第276回 クラシック・パーク 1999.9.12
クラシック・パークは倉敷にある。
倉敷駅に降り立つとすぐ眼前に観覧車がそびえる遊園地があるが、そこは残念ながらクラシック・パークではない。倉敷チボリ公園だ。だまされてはいけない。
とはいえ、だまされる人などほとんどいないだろう。クラシック・パークは倉敷チボリ公園の十倍の敷地を持ち、アトラクションの数も半端ではない。まさに両者は月とスッポン、提灯と釣り鐘、猫と小判、豚と真珠、二階と目薬、牛と善光寺、弘法と猿、酒と泪と男と女くらい違うのだ。
遊園地の人気マシンといえばやはりジェットコースターである。このクラシック・パークも例外ではない。

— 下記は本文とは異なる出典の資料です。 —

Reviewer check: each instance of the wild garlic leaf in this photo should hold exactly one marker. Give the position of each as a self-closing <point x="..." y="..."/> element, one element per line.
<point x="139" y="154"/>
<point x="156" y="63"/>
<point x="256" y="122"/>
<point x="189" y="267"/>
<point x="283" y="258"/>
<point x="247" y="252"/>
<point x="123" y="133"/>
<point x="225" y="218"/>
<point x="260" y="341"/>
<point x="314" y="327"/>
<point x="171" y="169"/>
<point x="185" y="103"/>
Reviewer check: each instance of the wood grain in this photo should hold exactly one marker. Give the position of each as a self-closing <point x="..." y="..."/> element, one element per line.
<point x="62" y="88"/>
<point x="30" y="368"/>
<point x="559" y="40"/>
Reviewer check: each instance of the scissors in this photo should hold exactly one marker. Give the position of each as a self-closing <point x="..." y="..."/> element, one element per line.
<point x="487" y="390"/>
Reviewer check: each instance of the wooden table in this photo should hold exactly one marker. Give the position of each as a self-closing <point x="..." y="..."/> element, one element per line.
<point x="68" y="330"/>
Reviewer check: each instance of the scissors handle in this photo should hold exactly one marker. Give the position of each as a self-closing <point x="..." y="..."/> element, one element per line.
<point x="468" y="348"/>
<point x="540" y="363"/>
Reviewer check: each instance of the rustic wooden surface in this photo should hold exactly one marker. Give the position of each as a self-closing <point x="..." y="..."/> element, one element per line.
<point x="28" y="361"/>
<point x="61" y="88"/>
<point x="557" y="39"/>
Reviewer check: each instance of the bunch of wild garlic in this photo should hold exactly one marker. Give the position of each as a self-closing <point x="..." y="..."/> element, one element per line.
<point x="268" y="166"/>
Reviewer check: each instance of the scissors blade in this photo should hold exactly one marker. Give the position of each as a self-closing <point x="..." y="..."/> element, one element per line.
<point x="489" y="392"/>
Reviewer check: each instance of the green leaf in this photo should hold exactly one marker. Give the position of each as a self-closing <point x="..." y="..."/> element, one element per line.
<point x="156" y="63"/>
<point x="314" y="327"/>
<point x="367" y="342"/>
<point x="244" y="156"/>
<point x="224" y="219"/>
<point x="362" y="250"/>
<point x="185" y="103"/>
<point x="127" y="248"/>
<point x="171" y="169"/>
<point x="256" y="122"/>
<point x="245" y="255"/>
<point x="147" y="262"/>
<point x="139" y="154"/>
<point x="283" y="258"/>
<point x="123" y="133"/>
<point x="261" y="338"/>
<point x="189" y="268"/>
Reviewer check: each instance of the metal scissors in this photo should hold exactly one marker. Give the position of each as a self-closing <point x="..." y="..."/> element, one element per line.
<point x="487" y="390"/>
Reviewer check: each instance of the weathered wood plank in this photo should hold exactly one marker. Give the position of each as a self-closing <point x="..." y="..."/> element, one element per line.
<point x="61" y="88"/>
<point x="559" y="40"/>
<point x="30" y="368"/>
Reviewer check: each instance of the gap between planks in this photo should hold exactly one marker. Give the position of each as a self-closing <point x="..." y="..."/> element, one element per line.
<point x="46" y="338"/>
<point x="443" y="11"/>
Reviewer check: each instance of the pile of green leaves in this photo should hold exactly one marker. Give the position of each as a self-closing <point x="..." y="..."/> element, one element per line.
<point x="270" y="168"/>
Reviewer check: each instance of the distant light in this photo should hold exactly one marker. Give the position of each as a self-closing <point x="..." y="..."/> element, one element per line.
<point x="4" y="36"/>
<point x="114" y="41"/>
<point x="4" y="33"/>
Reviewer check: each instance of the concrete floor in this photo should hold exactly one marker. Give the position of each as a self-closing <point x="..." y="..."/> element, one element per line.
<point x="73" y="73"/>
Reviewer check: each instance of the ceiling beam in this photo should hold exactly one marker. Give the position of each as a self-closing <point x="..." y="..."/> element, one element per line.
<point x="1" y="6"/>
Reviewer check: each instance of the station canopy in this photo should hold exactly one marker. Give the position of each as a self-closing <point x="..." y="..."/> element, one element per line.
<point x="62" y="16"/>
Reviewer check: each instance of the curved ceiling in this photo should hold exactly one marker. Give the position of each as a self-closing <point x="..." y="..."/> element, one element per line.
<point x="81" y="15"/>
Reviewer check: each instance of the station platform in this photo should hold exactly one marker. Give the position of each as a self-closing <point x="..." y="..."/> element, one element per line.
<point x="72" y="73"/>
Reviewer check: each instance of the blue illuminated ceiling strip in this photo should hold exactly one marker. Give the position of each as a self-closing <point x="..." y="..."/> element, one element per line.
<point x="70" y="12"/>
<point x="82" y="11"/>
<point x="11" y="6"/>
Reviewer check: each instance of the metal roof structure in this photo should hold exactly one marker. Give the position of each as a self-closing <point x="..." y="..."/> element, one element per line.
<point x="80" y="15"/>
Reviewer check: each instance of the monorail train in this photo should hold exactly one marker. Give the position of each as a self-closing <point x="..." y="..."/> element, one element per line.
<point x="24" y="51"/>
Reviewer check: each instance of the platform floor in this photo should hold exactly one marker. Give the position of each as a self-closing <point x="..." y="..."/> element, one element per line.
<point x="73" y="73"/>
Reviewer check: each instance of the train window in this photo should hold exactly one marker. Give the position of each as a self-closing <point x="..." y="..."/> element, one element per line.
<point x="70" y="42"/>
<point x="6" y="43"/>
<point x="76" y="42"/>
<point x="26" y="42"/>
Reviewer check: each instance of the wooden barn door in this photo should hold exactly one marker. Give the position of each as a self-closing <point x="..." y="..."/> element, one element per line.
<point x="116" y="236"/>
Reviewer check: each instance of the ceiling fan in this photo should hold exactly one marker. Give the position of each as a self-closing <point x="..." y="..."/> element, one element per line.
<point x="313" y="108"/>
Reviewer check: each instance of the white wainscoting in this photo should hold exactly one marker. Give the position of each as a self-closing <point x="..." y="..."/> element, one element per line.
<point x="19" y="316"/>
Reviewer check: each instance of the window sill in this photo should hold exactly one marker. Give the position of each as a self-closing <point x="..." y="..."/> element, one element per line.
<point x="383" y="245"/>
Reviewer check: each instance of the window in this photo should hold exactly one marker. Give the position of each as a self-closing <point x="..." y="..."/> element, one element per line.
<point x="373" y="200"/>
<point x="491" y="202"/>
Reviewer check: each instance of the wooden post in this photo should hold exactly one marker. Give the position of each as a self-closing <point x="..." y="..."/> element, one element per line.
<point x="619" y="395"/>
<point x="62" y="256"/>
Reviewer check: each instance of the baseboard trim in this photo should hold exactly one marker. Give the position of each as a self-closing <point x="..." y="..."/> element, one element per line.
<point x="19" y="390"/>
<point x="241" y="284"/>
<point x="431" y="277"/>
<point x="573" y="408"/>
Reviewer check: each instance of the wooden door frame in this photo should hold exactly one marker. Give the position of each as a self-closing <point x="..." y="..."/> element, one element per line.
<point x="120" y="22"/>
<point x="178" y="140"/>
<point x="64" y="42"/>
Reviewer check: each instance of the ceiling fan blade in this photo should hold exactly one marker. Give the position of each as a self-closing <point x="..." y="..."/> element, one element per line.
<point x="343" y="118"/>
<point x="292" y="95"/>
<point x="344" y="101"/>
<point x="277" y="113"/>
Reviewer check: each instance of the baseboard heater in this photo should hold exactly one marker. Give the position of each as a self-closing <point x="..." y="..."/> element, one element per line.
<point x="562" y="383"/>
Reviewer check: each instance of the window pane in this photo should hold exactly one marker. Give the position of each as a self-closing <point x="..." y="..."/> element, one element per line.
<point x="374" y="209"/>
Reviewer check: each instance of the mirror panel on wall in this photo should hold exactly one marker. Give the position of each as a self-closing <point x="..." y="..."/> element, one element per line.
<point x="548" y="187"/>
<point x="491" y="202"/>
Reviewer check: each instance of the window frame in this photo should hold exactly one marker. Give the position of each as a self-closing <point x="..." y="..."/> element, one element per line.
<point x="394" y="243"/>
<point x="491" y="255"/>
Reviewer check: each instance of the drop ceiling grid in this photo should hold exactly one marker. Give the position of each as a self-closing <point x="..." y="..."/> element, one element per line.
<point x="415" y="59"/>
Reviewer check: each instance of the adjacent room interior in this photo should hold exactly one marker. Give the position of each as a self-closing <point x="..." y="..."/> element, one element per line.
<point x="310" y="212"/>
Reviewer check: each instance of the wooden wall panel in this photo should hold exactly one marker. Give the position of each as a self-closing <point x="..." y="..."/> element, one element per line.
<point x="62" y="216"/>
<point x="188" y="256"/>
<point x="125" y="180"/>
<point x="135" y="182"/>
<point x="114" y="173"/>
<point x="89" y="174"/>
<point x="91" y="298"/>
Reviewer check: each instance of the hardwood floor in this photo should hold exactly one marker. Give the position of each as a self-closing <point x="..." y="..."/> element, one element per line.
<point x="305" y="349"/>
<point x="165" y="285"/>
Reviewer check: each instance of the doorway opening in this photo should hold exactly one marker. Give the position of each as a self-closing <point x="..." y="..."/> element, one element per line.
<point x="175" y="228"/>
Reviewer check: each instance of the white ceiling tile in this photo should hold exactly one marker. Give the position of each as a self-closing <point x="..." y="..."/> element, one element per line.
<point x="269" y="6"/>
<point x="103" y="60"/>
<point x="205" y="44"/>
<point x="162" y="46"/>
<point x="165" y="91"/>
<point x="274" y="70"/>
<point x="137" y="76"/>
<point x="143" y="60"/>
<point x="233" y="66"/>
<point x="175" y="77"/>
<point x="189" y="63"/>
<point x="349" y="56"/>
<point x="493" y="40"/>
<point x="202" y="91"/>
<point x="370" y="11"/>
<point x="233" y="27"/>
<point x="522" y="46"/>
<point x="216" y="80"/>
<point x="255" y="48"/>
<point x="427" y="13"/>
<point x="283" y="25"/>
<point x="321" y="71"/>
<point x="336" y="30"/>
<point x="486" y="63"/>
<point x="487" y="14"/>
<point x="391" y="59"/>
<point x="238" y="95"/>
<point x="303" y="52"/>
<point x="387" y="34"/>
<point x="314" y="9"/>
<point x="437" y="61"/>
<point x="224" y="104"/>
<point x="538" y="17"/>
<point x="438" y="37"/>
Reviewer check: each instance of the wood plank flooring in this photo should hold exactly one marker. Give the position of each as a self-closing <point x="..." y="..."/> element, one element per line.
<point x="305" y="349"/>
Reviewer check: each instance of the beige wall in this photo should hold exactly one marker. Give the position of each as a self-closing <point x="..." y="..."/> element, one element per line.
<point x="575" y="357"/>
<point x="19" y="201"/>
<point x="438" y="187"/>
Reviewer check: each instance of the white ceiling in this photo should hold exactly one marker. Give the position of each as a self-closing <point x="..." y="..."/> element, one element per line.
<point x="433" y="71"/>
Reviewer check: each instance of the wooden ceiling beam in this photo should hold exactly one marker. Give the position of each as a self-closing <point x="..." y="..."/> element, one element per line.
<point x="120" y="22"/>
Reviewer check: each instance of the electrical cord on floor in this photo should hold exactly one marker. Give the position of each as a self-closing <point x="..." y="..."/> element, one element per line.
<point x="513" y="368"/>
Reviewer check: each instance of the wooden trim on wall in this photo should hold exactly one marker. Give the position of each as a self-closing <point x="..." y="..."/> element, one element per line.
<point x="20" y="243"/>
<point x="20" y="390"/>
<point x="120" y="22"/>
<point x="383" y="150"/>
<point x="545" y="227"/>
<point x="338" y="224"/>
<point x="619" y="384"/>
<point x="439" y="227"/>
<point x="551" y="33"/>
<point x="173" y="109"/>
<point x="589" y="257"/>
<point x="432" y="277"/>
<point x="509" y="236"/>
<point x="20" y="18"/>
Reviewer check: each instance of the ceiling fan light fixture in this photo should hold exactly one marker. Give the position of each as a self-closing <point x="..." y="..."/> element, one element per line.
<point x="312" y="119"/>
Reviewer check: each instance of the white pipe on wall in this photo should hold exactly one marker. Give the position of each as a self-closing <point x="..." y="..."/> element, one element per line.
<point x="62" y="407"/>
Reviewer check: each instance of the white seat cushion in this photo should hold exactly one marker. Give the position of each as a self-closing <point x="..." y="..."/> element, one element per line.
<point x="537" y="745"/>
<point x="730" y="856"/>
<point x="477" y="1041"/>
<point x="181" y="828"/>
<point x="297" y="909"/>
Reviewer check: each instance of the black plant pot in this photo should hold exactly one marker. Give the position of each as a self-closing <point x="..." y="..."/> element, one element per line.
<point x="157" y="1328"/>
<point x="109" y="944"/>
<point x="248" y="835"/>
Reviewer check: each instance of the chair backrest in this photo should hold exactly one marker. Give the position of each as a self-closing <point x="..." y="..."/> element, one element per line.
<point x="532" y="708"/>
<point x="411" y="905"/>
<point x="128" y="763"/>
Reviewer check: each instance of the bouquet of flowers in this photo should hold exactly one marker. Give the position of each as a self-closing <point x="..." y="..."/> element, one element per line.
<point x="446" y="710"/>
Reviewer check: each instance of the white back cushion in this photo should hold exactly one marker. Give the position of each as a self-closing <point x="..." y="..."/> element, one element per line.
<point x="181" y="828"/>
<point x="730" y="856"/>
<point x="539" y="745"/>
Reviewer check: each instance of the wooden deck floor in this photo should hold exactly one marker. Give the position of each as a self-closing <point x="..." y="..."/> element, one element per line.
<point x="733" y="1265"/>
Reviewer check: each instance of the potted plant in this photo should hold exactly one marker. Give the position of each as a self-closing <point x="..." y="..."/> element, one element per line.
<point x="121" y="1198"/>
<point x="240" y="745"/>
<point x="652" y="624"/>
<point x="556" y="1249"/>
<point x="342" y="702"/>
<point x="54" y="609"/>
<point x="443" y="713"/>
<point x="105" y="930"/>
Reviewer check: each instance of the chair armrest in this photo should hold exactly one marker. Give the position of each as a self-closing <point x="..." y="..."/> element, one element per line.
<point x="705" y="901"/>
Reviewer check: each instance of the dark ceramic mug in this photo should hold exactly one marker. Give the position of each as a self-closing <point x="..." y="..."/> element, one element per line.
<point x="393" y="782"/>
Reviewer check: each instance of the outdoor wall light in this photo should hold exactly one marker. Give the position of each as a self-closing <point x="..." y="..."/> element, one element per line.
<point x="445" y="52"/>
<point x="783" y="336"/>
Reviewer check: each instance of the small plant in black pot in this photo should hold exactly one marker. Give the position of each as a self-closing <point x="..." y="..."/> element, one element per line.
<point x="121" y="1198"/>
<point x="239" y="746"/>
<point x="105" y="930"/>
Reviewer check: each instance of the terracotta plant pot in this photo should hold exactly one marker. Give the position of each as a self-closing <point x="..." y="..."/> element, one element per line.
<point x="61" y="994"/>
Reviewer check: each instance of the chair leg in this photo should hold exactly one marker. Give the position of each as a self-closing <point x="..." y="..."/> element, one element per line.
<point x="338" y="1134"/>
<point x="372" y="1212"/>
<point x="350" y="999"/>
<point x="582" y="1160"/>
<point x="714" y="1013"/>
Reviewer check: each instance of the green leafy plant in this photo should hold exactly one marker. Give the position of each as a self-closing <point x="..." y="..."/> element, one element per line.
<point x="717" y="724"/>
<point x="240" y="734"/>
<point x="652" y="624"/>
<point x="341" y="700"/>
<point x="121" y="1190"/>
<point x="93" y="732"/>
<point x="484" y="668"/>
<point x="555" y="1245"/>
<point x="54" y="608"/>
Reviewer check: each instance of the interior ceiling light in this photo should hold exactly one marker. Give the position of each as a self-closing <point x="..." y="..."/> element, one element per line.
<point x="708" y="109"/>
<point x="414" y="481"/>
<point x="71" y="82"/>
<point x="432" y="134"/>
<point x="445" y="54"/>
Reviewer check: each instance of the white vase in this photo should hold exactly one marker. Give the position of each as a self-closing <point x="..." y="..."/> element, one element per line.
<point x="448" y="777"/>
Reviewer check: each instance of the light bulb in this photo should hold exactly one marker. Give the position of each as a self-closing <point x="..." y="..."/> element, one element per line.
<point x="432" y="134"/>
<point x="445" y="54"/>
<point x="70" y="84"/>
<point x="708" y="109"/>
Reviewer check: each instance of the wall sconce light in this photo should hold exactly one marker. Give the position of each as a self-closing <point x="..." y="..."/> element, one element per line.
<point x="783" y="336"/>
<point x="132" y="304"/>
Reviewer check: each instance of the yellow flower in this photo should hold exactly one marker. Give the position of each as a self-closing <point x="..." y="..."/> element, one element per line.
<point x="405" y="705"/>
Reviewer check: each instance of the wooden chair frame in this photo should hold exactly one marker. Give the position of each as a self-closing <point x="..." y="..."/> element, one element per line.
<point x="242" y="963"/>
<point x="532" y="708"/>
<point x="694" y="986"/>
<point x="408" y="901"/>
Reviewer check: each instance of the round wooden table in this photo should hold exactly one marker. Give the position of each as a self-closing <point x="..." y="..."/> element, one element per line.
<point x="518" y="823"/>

世界最長と名高いジェットコースター『ノルマンディー』は全長15キロメートル、最頂部150メートルの高さから一気に急降下すると、まず待ち受けるのは高さ50メートルのバーチカルループ、その後は水平スパイラル軌道を突き抜けるインターロックループ、さらにコブラロールとフラットスピンを経由してゼロGロールからリバースシフト、さらにコークスクリューブローにハリケーンボルト、スカイ・トリプル・ダンシングまで、書いていても何が何だかよくわからないが、とにかくすごいジェットコースターなのだ。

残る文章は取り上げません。